Model overfits and does not improve on validation accuracy

Hi there,
I am building a feedforward network for a binary text classification task. Here’s my model:

  def __init__(self, output_size, embedding_dim, hidden_size, dropout=0.2):
    super(FeedForward, self).__init__()
    self.embedding = nn.Embedding.from_pretrained(embedding_matrix)
    self.linear_relu_stack = nn.Sequential(
      nn.Linear(in_features=embedding_dim, out_features=hidden_size),
      nn.ReLU(),
      nn.Dropout(p=dropout),
      nn.Linear(in_features=hidden_size, out_features=hidden_size//2),
      nn.ReLU(),
      nn.Dropout(p=dropout),
      nn.Linear(in_features=hidden_size//2, out_features=output_size),
      nn.Sigmoid()
    ) 

  def forward(self, input):
    emb = self.embedding(input)
    emb = torch.sum(emb, dim=1)
    out = self.linear_relu_stack(emb)
    return out

model = FeedForward(OUTPUT_SIZE, EMBEDDINGS_DIM, HIDDEN_SIZE, 0.5).to(device)
print(model)

OUTPUT:

  (embedding): Embedding(204775, 300)
  (linear_relu_stack): Sequential(
    (0): Linear(in_features=300, out_features=512, bias=True)
    (1): ReLU()
    (2): Dropout(p=0.4, inplace=False)
    (3): Linear(in_features=512, out_features=256, bias=True)
    (4): ReLU()
    (5): Dropout(p=0.4, inplace=False)
    (6): Linear(in_features=256, out_features=1, bias=True)
    (7): Sigmoid()
  )
)

I am training using 64-batch. I have 1,276,686 rows in train set and 159,586 rows in validation set. I am using FastText word embeddings, and use loss_function = nn.BCELoss() and
optimizer = torch.optim.Adam(model.parameters(), lr=1e-4, weight_decay=1e-7).
Now, the problem is that my model tends to overfit quickly after a few epochs. I have tried training in shuffled mini-batches, decreasing the complexity of the model, add stronger dropout and higher weight decay. But no matter what I do, the model will always overfit once the training accuracy gets to around 81% and the validation loss will go up. The model will not improve and go any further than 81% on validation data. How should I approach this issue?

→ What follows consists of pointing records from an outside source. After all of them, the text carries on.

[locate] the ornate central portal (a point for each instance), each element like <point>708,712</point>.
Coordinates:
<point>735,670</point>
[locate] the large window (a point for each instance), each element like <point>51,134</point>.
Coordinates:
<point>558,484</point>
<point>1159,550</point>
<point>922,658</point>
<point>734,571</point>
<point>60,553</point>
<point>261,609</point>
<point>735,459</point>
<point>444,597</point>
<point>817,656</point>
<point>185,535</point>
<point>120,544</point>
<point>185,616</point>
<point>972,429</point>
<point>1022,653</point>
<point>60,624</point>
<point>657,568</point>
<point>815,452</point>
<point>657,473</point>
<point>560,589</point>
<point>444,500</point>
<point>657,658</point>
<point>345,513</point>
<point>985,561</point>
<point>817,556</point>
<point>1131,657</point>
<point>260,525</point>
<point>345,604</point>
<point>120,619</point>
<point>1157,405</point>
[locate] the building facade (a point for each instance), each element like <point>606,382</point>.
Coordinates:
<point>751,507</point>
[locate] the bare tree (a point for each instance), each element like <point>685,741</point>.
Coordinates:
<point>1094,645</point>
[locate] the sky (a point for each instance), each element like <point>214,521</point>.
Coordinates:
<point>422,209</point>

Here is my training graph of loss: (validation is orange, train is blue)


And accuracy:

As far as I am concerned, your plots like as expected as it gets :). That your test/validation loss will stop improving at some point simply means that your test/validation data is in some sense different from the training data. In other words, your test/validation just “looks” different from your training data, which is in practice normally the case.

In some sense this means that you don’t have enough data so that any split into training/validation/test sets will yield sets the “look” the same. Again, this is more the exception in practice.